PMAY-MIS data is public; commercial-confidence refusal rejected.

Ratio

PMAY-Management Information System (MIS) data is public. Refusal under §8(1)(d) commercial confidence is unsustainable in respect of welfare-scheme records funded by public money.

Section(s) applied

  • Section 8(1)(d)

Practitioner takeaway

Public-money welfare data + §4 disclosure obligation.

Citation

  • Citation: CIC/MOHUA/A/2020/000234
  • Court: Central Information Commission
  • Date: 2020-06-15
  • Outcome: allowed
  • Reporter / Cause-list: CIC/MOHUA/A/2020/000234

Why this case matters for citizens

This ruling is part of the 300+ case-law corpus at RTI Wiki Case-law Database. Every named case sets a precedent that you can cite in your own §19(1) First Appeal or §19(3) Second Appeal. Information Commissions and FAAs are bound to consider properly cited authority.

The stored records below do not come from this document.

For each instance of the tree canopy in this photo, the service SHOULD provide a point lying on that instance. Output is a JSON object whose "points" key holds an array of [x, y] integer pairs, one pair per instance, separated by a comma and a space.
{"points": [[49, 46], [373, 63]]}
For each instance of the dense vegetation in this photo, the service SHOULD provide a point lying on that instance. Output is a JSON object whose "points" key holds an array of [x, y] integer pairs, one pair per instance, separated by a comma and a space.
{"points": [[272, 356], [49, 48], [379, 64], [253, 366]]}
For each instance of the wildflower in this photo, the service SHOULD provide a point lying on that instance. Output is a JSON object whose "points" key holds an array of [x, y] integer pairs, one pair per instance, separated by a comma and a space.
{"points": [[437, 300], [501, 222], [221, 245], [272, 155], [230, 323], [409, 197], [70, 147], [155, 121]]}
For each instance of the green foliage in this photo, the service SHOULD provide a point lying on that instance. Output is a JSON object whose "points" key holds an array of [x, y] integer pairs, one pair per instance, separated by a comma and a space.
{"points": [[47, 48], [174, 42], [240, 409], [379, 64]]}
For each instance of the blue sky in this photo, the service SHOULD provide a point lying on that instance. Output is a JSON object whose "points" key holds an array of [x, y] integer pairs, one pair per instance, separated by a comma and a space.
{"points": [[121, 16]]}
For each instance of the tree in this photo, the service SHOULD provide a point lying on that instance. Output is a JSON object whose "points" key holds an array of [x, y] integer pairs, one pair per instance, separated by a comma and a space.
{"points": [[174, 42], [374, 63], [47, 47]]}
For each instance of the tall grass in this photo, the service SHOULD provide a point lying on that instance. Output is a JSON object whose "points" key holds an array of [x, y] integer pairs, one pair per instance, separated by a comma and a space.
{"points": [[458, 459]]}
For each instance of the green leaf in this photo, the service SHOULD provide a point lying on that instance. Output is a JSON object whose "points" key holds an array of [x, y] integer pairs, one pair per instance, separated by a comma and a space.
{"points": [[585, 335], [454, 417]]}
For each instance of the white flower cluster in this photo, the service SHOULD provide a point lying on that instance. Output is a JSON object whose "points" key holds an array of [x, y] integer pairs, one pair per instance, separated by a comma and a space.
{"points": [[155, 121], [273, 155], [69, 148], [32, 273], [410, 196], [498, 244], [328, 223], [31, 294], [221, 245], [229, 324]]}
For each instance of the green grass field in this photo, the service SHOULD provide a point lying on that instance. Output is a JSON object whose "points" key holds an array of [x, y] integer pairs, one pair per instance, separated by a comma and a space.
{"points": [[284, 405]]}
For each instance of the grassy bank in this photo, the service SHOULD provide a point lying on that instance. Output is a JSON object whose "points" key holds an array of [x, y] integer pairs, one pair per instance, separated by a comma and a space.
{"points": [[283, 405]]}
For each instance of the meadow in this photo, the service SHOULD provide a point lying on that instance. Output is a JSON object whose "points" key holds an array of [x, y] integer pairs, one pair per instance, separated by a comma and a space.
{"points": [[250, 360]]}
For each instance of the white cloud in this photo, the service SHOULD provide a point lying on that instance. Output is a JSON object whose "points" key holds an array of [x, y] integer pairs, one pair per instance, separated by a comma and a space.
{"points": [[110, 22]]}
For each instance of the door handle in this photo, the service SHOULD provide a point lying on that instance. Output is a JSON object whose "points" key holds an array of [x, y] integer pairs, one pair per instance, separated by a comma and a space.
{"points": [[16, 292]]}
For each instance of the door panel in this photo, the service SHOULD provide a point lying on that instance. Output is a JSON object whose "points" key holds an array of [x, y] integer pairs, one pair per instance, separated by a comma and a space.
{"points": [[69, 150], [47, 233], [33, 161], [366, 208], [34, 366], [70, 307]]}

Citizen action steps if your own RTI is being refused on similar grounds

  1. Day 30 — silence by PIO = deemed refusal under §7(2). File §19(1) First Appeal in 30 days using First Appeal Builder.
  2. Day 60-90 — if FAA also refuses, file §19(3) Second Appeal to the State Information Commission (or CIC for central authorities).
  3. Beyond 18 months pending — writ petition under Article 226 to the High Court.
  4. Parallel CPGRAMS complaint at pgportal.gov.in for service-delivery push.

Citing this ruling in your appeal

Use our Citation Formatter to format the citation correctly. Pair with Bhagat Singh v. CIC (2007) (procedural objections) and Adesh Kumar v. UoI (2014) (irrelevance is not a ground) — these two Delhi HC rulings cover most everyday refusal scenarios.